Different engines have different Afterburner capabilities. People usually consider wet thrust to be roughly 50% of 100% dry thrust, but it can range from 30%-72%. If F-22 dry/wet thrust is considered 116/156 KN then that's just 34% more, it is among the lowest
. F-111B's TF-30-P-3, F110-GE-129 & 132 (used on Kaan, F-15/16), RD-93(MiG-29, JF-17) are among highest, produce 71-72% wet thrust.
Dry T/W ratio - MiG-25's R-15B-300 has T/W=3.06; F-22's F119 has 6.67; F-35's F135 has 7.67;
Wet T/W ratio - SEPECAT Jaguar's RRTA-MK2 T/W=4.09; F-22 has 8.97; F-35's F135 has 11.45;
NOTE- Above data for F-22 & F-35 considers their engines F119 to be 1.7 tons reported earlier, but now online data has changed to 2.2 tons for F119 & 2.9 tons for F-135 which will reduce their T/W ratio values.
Dry T/W ratio - F-22's F119 = 5.2; F-35's F135 = 4.47
Wet T/W ratio - F-22's F119 = 7; F-35's F-135 = 6.69
So it becomes difficult to compare engines only by their T/W ratio.
Like i mentioned earlier, the internal makeup of engine parts decide max dry & wet thrust.
NOTE-1 - Speed of air at engine fan intake has to be high sub-sonic.

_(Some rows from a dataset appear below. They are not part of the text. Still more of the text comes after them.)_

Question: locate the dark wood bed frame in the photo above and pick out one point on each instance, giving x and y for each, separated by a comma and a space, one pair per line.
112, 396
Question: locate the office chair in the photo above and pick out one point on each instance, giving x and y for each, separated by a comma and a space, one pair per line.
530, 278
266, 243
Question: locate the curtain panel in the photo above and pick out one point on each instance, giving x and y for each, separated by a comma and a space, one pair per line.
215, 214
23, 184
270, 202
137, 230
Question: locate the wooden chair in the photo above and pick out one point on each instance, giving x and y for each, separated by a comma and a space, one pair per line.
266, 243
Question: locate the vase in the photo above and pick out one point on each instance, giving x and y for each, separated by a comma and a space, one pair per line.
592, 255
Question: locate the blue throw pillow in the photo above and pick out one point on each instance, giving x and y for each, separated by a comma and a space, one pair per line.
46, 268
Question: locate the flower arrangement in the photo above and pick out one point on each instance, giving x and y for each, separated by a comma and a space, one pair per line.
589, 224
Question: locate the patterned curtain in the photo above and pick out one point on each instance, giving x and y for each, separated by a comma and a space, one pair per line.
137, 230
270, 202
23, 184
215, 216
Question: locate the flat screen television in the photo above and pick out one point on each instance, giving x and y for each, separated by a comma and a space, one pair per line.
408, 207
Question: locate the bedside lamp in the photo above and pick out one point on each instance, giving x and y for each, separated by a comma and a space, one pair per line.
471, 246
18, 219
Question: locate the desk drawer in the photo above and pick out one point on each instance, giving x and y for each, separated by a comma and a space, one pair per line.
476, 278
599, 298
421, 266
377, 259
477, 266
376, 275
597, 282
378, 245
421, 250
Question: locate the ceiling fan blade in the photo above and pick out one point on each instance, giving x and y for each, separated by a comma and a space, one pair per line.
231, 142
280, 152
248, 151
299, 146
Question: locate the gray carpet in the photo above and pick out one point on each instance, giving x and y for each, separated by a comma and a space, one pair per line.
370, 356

NOTE 2 - Engine intake diameter can be limitedly increased to increase by-pass ratio. The rotaional speed has to be decreased so that fan-tip's tangential velocity is not supersonic.
NOTE-3 - Bypass air also contributes to thrust significantly, in fact, more than core air. It is not just for fuel-economy. But a military engine obviously cannot have high bypass ratio highly increasing the size of engine itself. plus it may require additional 3rd spool or geared turbofan, adding to weight.
NOTE-4 - Above 3 points means there will be a fixed upper limit on cylindrical volume of air entering the engine & the designer has to compress it max, heat it max & push it out as fast as possible, along with some bypass air.
In the end it is the airframe performance which matters. Total thrust / Airframe weight ratio matters more.